Let's convert the torch model to a function, using torch.func.functional_call

params, buffers = dict(model.named_parameters()), dict(model.named_buffers())


def torch_fwd_fn(params, buffers, input):
    buffers = {k: torch.clone(v) for k, v in buffers.items()}
    return functional_call(model, (params, buffers), args=input)


Xt, yt = next(iter(dl_torch))
nondiff_argnums = (1, 2)  # buffers, input
jax_fwd_fn = jax.jit(
    torch2jax_with_vjp(torch_fwd_fn, params, buffers, Xt, nondiff_argnums=nondiff_argnums)
)
params_jax, buffers_jax = tree_t2j(params), tree_t2j(buffers)

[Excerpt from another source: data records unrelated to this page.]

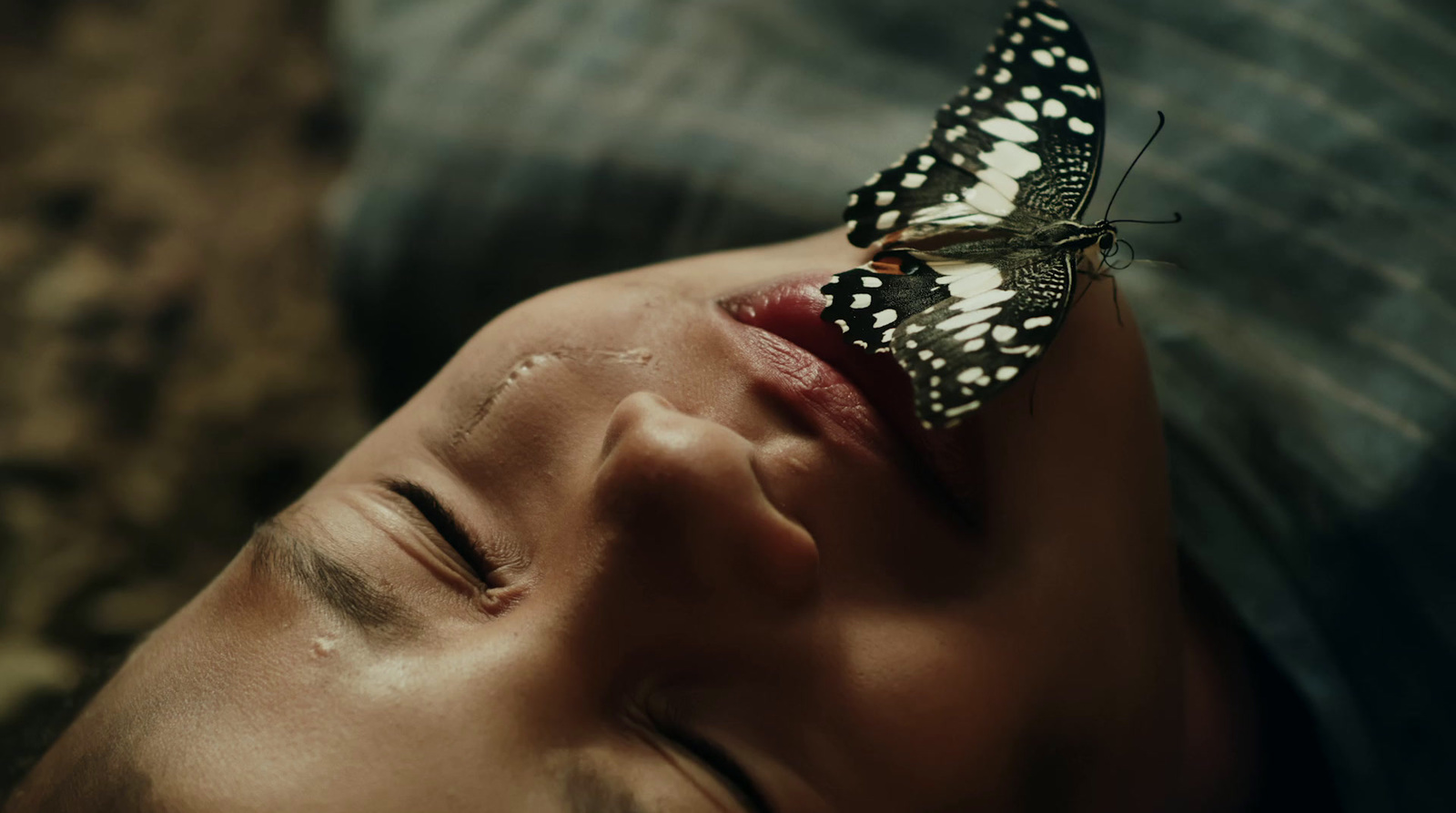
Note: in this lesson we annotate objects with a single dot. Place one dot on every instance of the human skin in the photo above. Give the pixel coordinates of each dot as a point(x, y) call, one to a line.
point(676, 528)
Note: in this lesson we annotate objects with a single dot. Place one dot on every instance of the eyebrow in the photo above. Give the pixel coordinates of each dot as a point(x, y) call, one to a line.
point(589, 790)
point(283, 551)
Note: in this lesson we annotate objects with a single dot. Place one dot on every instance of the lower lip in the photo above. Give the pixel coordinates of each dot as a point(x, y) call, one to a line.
point(805, 361)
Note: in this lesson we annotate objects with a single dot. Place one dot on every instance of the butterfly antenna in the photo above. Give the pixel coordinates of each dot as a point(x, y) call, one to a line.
point(1135, 164)
point(1174, 218)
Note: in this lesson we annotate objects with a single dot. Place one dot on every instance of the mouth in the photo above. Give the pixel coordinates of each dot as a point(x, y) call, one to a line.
point(866, 397)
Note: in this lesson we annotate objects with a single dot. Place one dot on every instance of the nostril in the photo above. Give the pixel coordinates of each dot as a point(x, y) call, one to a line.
point(686, 490)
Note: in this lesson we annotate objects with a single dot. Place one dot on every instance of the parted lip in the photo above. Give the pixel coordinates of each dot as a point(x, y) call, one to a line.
point(865, 397)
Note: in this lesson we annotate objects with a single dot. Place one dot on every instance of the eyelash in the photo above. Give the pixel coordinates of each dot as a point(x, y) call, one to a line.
point(446, 524)
point(669, 725)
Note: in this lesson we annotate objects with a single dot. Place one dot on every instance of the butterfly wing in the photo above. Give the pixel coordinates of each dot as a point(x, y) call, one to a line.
point(870, 302)
point(1016, 147)
point(990, 322)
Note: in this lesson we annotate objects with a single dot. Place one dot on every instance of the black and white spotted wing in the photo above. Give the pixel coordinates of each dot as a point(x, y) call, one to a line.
point(1018, 146)
point(963, 330)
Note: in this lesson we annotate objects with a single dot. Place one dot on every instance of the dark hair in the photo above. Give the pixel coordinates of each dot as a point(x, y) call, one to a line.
point(99, 774)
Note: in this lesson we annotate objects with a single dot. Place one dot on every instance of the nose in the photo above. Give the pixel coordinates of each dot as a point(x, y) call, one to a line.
point(689, 512)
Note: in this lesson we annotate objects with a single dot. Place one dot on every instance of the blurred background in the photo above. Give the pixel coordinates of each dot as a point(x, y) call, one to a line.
point(171, 366)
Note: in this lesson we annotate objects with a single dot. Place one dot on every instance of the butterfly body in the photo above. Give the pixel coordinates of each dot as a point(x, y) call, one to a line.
point(980, 225)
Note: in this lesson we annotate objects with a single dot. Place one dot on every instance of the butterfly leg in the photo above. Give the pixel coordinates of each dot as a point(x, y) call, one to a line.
point(1099, 276)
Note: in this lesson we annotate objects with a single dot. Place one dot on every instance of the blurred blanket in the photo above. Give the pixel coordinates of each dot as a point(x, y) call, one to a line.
point(1305, 354)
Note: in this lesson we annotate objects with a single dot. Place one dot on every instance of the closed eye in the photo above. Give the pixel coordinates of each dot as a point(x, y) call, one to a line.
point(446, 523)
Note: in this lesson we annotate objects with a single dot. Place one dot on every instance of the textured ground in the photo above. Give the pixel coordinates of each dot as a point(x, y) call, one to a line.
point(171, 369)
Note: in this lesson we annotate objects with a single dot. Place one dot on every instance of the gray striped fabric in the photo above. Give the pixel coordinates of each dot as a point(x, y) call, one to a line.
point(1305, 353)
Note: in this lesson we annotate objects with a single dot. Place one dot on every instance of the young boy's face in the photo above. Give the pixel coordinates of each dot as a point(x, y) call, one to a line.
point(703, 550)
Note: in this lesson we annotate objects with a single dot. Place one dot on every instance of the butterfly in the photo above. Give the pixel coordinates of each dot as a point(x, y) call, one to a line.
point(980, 225)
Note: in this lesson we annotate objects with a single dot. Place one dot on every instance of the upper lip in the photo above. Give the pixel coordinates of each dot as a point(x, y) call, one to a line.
point(864, 397)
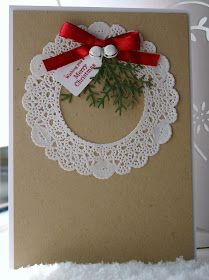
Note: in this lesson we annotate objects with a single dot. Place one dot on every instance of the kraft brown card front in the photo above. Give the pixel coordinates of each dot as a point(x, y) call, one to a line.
point(61, 215)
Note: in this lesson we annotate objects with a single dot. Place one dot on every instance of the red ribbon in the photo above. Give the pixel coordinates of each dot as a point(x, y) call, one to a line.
point(127, 45)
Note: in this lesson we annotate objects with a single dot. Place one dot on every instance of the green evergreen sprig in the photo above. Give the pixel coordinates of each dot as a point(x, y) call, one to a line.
point(118, 82)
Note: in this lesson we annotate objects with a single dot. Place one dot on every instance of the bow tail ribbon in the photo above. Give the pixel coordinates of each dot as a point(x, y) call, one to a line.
point(127, 45)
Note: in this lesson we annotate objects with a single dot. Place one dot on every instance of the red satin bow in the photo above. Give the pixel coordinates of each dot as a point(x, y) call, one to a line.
point(127, 45)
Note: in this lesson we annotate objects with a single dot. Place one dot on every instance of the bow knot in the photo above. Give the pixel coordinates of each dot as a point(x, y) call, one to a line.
point(126, 46)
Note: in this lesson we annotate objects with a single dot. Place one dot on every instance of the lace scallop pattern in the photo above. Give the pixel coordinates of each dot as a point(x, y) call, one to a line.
point(49, 130)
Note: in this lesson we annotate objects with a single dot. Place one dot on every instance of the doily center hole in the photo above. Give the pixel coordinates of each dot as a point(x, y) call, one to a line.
point(100, 125)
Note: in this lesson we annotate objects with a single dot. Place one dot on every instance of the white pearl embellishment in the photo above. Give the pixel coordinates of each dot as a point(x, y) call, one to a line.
point(96, 51)
point(110, 51)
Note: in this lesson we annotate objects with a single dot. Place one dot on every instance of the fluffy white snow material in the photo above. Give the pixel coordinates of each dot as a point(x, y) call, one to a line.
point(133, 270)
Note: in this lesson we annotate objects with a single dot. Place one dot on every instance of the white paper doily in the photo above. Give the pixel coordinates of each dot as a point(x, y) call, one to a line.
point(49, 130)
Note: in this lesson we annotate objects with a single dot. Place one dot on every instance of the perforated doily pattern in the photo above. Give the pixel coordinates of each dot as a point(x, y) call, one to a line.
point(49, 130)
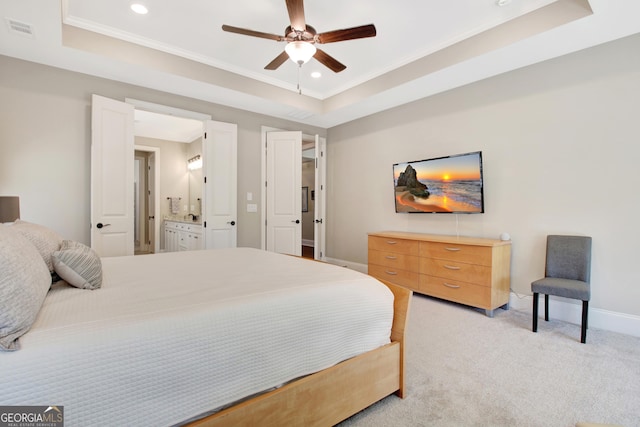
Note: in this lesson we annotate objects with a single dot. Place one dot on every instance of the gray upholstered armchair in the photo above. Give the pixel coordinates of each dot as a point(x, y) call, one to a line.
point(567, 274)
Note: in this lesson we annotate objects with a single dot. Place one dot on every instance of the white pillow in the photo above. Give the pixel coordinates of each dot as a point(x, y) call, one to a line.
point(24, 283)
point(44, 239)
point(78, 265)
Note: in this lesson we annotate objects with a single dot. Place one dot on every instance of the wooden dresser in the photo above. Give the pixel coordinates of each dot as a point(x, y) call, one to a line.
point(467, 270)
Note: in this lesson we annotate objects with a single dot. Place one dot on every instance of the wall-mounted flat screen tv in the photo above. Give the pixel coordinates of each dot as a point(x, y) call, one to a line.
point(452, 184)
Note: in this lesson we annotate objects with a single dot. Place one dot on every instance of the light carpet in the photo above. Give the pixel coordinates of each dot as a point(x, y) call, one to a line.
point(465, 369)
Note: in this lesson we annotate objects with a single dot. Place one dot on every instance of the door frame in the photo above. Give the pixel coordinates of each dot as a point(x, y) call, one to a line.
point(263, 192)
point(156, 185)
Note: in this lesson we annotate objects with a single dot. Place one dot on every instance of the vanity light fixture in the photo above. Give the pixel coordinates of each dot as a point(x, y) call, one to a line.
point(194, 163)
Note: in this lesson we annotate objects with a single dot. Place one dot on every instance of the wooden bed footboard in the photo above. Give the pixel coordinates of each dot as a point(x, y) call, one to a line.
point(334, 394)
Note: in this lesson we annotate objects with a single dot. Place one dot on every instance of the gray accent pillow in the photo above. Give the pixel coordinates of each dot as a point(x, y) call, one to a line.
point(24, 283)
point(78, 265)
point(44, 239)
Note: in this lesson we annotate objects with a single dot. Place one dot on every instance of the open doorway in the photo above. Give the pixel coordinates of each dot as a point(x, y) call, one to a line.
point(286, 210)
point(178, 138)
point(308, 197)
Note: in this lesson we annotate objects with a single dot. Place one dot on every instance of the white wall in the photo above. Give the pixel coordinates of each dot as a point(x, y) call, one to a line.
point(45, 140)
point(561, 155)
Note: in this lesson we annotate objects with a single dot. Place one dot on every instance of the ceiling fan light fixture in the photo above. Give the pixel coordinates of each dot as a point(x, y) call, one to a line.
point(300, 52)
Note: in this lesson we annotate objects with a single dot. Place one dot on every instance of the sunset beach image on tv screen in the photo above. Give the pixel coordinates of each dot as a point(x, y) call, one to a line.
point(452, 184)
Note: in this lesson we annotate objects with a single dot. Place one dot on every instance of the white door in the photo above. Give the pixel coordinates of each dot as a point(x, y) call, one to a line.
point(112, 161)
point(219, 191)
point(284, 192)
point(320, 199)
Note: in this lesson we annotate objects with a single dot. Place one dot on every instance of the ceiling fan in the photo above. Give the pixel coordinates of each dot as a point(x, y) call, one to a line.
point(301, 39)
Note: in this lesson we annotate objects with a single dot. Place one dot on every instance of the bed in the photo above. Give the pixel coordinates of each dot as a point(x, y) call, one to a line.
point(217, 337)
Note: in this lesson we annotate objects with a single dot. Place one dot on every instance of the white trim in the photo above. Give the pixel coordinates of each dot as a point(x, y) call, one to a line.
point(568, 310)
point(348, 264)
point(559, 308)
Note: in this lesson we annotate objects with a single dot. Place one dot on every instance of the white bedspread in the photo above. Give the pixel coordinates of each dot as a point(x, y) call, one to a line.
point(171, 336)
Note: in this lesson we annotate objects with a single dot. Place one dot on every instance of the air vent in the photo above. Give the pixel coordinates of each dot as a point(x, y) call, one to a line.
point(20, 28)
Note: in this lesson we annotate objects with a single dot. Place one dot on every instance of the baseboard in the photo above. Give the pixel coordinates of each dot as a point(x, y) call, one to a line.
point(571, 311)
point(559, 308)
point(363, 268)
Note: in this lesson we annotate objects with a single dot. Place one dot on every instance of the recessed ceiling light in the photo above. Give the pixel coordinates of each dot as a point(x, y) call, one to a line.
point(139, 8)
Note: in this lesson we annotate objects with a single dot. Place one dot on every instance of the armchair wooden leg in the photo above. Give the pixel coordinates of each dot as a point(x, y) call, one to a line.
point(585, 318)
point(535, 312)
point(546, 307)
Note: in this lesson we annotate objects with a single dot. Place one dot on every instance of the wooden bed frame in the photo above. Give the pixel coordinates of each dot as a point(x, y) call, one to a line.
point(334, 394)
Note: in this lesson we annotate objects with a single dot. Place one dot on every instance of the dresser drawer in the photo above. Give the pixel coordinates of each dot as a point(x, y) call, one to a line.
point(457, 252)
point(395, 260)
point(389, 244)
point(470, 273)
point(408, 279)
point(453, 290)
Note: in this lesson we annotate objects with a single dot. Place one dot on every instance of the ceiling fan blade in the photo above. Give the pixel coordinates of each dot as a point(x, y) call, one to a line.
point(278, 61)
point(296, 14)
point(347, 34)
point(329, 61)
point(252, 33)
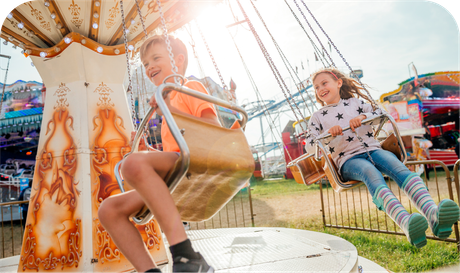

Let's use torch's CrossEntropyLoss

Xt, yt = next(iter(dl_torch))
torch_ce_fn = lambda yp, y: nn.CrossEntropyLoss()(yp, y)
jax_ce_fn = torch2jax_with_vjp(torch_ce_fn, model(Xt), yt)

jax_l_fn = jax.jit(
    lambda params_jax, X, y: jnp.mean(jax_ce_fn(jax_fwd_fn(params_jax, buffers_jax, X), y))
)
jax_g_fn = jax.jit(jax.grad(jax_l_fn))
torch_g_fn = torch.func.grad(
    lambda params, Xt, yt: torch_ce_fn(torch_fwd_fn(params, buffers, Xt), yt)
)
X, y = next(iter(dl_jax))
gs_jax = jax_g_fn(params_jax, X, y)
gs_torch = torch_g_fn(params, *tree_j2t((X, y)))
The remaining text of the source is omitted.